# [PedalPCB] Percolation Station



## szukalski (Sep 30, 2022)

This has been finished for months, but I've been waiting to put in a Tayda order and the UV printing side was waiting on me to pull finger.

I finally did it and got the enclosures today, so I boxed it right away.

What can I say about the pedal, I spent a lot of time tweaking the components (before I had my breadboard setup, that's how long it's been unboxed) but ultimately it wasn't that complicated. Low gain PNP Ge and NPN Si, and test the diodes to find the tone you like. Worked for me.

Play-wise, it's a really lovely pedal. It's quiet, so balance is always cranked almost full. The magic comes in the Harmonics knob. I came into this, thinking of it as a fuzz. But now I think of it as increasing the richness of the tone. Having this too far up can be over-powering on bassy (neck) pickups, but find the sweet spot and it is a great pedal for making magical noises. Stacking with low/mid gain drives is also really nice.

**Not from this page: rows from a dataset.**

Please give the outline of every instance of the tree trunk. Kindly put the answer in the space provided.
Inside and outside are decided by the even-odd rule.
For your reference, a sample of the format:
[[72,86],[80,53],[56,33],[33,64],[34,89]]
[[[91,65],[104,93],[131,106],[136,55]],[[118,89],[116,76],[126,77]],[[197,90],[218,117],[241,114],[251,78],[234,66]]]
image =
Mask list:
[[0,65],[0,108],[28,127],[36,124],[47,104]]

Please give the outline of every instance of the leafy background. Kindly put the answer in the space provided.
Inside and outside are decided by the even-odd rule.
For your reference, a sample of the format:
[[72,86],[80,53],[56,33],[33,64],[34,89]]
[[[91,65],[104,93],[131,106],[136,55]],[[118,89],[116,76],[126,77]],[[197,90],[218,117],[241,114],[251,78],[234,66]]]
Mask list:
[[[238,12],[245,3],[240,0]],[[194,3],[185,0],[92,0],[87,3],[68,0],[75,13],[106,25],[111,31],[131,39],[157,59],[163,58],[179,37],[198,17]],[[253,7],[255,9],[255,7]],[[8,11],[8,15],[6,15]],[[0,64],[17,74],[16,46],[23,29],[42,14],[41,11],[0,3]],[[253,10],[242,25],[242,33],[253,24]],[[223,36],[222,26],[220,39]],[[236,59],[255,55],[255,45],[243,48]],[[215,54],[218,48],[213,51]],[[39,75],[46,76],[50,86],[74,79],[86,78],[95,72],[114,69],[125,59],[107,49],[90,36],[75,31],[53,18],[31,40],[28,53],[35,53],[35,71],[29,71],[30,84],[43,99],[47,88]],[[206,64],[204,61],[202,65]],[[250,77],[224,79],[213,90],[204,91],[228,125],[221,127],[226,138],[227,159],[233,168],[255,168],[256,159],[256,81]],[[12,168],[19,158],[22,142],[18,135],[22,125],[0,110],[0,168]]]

It truly is a pleasure to play.


----------



## K Pedals (Sep 30, 2022)

Nice!!!
I like the graphics and knob choice!¡


----------



## steviejr92 (Sep 30, 2022)

szukalski said:


> This has been finished for months, but I've been waiting to put in a Tayda order and the UV printing side was waiting on me to pull finger.
> 
> I finally did it and got the enclosures today, so I boxed it right away.
> 
> ...


Absolutely love those graphics!


----------



## andare (Sep 30, 2022)

Cool graphics.
What tweaks did you make?


----------



## Dan0h (Sep 30, 2022)

I love these. And especially your graphics. I’ve made three they all sound totally different. They all rule. Cheers.


----------



## almondcity (Sep 30, 2022)

Sick build. I need to grab one of these in my next order.


----------



## steviejr92 (Sep 30, 2022)

May i ask what did you use for the transistors?


----------



## szukalski (Oct 1, 2022)

andare said:


> Cool graphics.
> What tweaks did you make?


It was just a lot of component testing. I played a lot with the gain and leakage of the Ge PNP transistor and resistors, trying to dial it in scientifically. Ultimately, I just used my ear and a common MP21a. 
Similar with the Si NPN. A lot of testing but went with a 2N3904. 



steviejr92 said:


> May i ask what did you use for the transistors?


A random MP21a from the 50-100Hfe, low leakage, bin (I find they sound better than a similar spec 2N1309). And a 2N3904. 
Diodes are some Russian D9.


----------